I'm trying to make a function which would unpivot PySpark dataframe using lists as arguments.
E.g. here is the code with two lists:
1 - ignored_columns_list
for ignored (not used) columns
2 - non_pivot_column_list
- columns that I don't want to unpivot.
All the rest columns are being unpivoted.
The function:
import pyspark.sql.functions as F
ignored_columns_list = ['column_name1'] # columns that I don't need
non_pivot_column_list = ['column_name2'] # columns I don't want to unpivot
def unpivot_columns_final(kpi_rf_df,ignored_columns_list,non_pivot_column_list):
ignored_columns_df = kpi_rf_df.drop(*ignored_columns_list) # columns that I don't need
non_pivot_column_df = kpi_rf_df.select(*non_pivot_column_list) # columns I don't want to unpivot
unpivot_columns_df = kpi_rf_df.drop(*ignored_columns_list,*non_pivot_column_list) # Columns that I want to unpivot
unpivot_columns_df_count = len(unpivot_columns_df.columns) # count columns to use inside Expr function
unpivot_df = kpi_rf_df.select(*ignored_columns_df.columns,F.expr(f"stack({unpivot_columns_df_count}, {', '.join(unpivot_columns_df.columns)}) as (value)"))

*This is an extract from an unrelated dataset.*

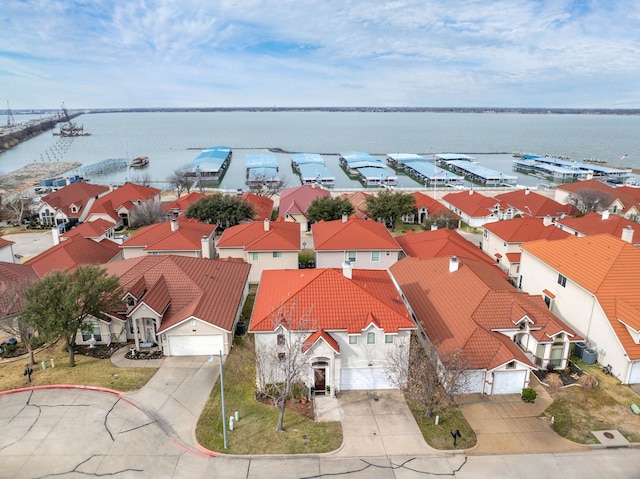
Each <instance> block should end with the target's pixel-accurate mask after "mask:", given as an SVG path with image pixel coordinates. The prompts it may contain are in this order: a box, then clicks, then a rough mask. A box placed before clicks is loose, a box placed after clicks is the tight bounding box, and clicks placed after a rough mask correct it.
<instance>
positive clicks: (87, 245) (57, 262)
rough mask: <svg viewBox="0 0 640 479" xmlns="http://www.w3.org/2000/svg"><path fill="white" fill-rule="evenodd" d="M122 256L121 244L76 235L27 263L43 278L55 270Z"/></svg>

unpivot_df = unpivot_df.select(*non_pivot_column_df.columns, F.expr(f"stack({unpivot_columns_df_count}, {str(unpivot_columns_df.columns)[1:-1]}) as (kpi)"),'value')
return unpivot_df
The problem is that sometimes when I change columns in the list I get this error:
AnalysisException: cannot resolve 'stack(6, column_name1, column_name2, column_name3, column_name4, column_name5, column_name6)' due to data type mismatch: Argument 1 (double) != Argument 6 (date); line 1 pos 0;
I tried to sort the list of columns in expr
, but it doesn't help.